É um erro monstruoso, um retrocesso. O ministério foi um dos primeiros atos da redemocratização, quando o então presidente Sarney criou o ministério por perceber a necessidade de estruturar um setor que desse conta da importância e complexidade da cultura. A saída do ministério da estrutura da Educação representou um avanço enorme. Primeiro, porque ganhando status de ministro, passa a ter mais importância dentro do governo e as políticas culturais passam a ter mais oportunidades de implementação. O Ministério da Educação já é muito amplo, tem uma responsabilidade enorme, está fazendo um esforço grande para disponibilizar a educação para todos. Agora, com o retrocesso, as políticas culturais ficam submetidas a uma outra dinâmica igualmente importante e não conseguem se desenvolver.

Qual efeito poderá ter na força política da pasta?
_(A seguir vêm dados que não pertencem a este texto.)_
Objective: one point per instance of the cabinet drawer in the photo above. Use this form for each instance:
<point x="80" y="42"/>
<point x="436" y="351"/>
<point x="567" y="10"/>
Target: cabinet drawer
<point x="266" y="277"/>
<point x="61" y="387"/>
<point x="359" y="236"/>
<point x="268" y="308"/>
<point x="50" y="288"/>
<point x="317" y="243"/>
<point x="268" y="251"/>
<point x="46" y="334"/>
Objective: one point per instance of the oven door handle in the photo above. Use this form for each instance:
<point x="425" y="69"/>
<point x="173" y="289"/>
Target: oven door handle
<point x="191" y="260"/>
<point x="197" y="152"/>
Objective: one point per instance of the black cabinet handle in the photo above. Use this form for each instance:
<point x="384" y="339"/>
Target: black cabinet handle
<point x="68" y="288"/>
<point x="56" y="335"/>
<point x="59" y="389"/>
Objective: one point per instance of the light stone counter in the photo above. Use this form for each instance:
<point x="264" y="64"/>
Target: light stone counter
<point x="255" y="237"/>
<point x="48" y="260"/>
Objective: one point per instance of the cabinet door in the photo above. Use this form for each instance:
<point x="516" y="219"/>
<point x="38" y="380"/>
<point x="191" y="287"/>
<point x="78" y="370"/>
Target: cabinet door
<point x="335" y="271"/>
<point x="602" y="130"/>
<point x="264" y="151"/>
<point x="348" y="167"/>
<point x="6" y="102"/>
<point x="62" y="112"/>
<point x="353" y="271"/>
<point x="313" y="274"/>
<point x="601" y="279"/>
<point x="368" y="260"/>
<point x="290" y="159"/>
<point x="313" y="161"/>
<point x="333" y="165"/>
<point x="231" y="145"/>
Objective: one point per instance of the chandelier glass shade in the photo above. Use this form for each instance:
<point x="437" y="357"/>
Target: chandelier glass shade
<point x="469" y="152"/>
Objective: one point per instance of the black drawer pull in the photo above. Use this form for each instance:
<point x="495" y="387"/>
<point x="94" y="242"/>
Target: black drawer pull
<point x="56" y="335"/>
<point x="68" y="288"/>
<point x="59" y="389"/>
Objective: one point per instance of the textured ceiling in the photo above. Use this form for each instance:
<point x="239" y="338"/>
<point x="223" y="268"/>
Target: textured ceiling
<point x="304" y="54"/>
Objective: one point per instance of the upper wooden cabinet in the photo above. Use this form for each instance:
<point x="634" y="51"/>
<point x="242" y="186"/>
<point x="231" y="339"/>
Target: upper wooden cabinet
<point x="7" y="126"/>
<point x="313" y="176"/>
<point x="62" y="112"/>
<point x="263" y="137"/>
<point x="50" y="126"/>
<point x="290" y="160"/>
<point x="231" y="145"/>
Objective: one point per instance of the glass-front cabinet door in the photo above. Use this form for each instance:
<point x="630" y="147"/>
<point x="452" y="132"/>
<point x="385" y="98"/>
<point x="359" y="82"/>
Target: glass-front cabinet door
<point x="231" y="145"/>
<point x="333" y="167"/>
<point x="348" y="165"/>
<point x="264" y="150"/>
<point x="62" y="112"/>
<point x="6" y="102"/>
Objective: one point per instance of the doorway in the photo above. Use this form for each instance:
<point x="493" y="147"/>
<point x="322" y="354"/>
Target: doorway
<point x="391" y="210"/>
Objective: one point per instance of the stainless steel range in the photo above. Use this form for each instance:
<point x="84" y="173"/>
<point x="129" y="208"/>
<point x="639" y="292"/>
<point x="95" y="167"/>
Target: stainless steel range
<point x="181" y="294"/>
Hoje, nós participamos da agenda social, a cultura tem interface com o desenvolvimento agrário, o combate à violência, no combate à intolerância e a construção de uma sociedade na qual o respeito mútuo seja predominante. Temos interfaces na saúde, na comunicação. Então, o status de ministério permite que o Ministério da Cultura cumpra o seu papel de aprofundar as políticas públicas dos últimos anos. Perderemos isso. É um ministério que tem uma responsabilidade imensa e vem desenvolvendo expertises, tecnologias. O audiovisual já rende muito mais que é investido pelo governo. Isso demonstra que políticas culturais bem-sucedidas não é gasto, é investimento. Essa mudança só se explica porque o neoliberalismo permite a redução a uma questão econômica.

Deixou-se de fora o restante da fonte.